Genç kızın eşlik ettiği şarkıyı hatırlayınca gülümsedi.'Düğün şarkımız'

Yaslandığı kapı pervazından ayrılıp sessiz adımlar ile arkası dönük uğraşan kıza yaklaştı. Genç adam kollarını beline doladığında Zümra bir an için irkildi.
-Günaydın.
-Sana da günaydın.
-Korktum. Seni yanımda göremeyince, her şeyin bir rüya olmasından korktum, dedi genç adam gözlerini genç kızın gözlerinin içine dikip.

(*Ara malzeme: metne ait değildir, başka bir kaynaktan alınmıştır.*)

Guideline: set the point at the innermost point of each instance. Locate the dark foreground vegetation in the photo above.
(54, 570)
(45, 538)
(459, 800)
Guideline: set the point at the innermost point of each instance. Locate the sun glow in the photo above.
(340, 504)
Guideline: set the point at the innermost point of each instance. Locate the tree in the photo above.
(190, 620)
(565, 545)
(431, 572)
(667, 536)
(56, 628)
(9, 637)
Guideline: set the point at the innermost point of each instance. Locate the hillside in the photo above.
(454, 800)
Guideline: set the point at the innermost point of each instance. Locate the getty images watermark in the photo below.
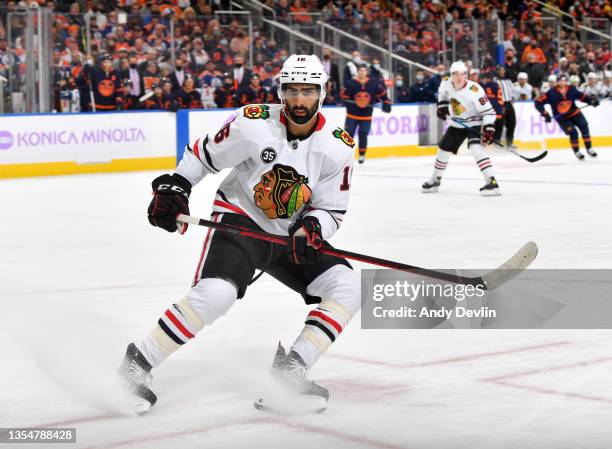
(561, 299)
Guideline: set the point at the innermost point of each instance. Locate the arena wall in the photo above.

Zümra onun söylediklerine bir cevap bulamazken, konuyu değiştirdi.
-Niye sessiz sessiz yaklaşıyorsun, ödüm koptu?
-Öpeyim geçsin, dedi dudaklarını genç kızın yanağından boynuna doğru sürterken.
-Yi... Yiğit?
-Hımmm!
-Kahvaltı, diye mırıldandı genç kız. Aklına gelen ilk şeyi söylemişti.
-Evet, kahvaltı, diye genç kızın söylediklerini tekrar etti ve gülerek geriye çekildi.

-Ne zaman kalktın sen?
-Senden bir saat önce, elindekileri masaya yerleştirdiğinde artık kahvaltı hazırdı.
-Elini yüzünü yıkayıp gel hadi. Her şey hazır!
Genç adam bir şey söylemeyip mutfaktan çıktı. Elini yüzünü yıkayıp geriye döndüğünde Zümra'nın kahvaltısına başladığını gördü.
-Bugün dönecek miyiz?
-Sıkıldın mı?
-Yok hayır! O yüzden değil ya. Şey yanıma hiçbir şey almadan geldim. Eşyalarım yok, dedi.
Akşama döneriz tamam, dedi.

Yemeklerini bitirdikten sonra Yiğit masanın başında oturmaya devam ederken, Zümra çoktan masayı toplamaya başlamıştı bile.
-Yiğit bey! Bu ne rahatlık mübarek yediğiniz önünüzde yemediğiniz arkanızda.
-Karım yanımda ondandır.
-Yok öyle dünya, dedi mutfaktan bahçeye açılan kapıdan çıktığında Yiğit'te arkasından onu takip etti.
-Nasıl dünya varmış Zümra Hanım?
-Hizmet nimettir canım. Senden de görsek bir şeyler?
-Sen yapıyorsun ya bebeğim bana ne hacet? Sesi alay eder gibiydi. Yüzündeki çarpık gülümseme ise bu alayı bariz şekilde ortaya seriyordu.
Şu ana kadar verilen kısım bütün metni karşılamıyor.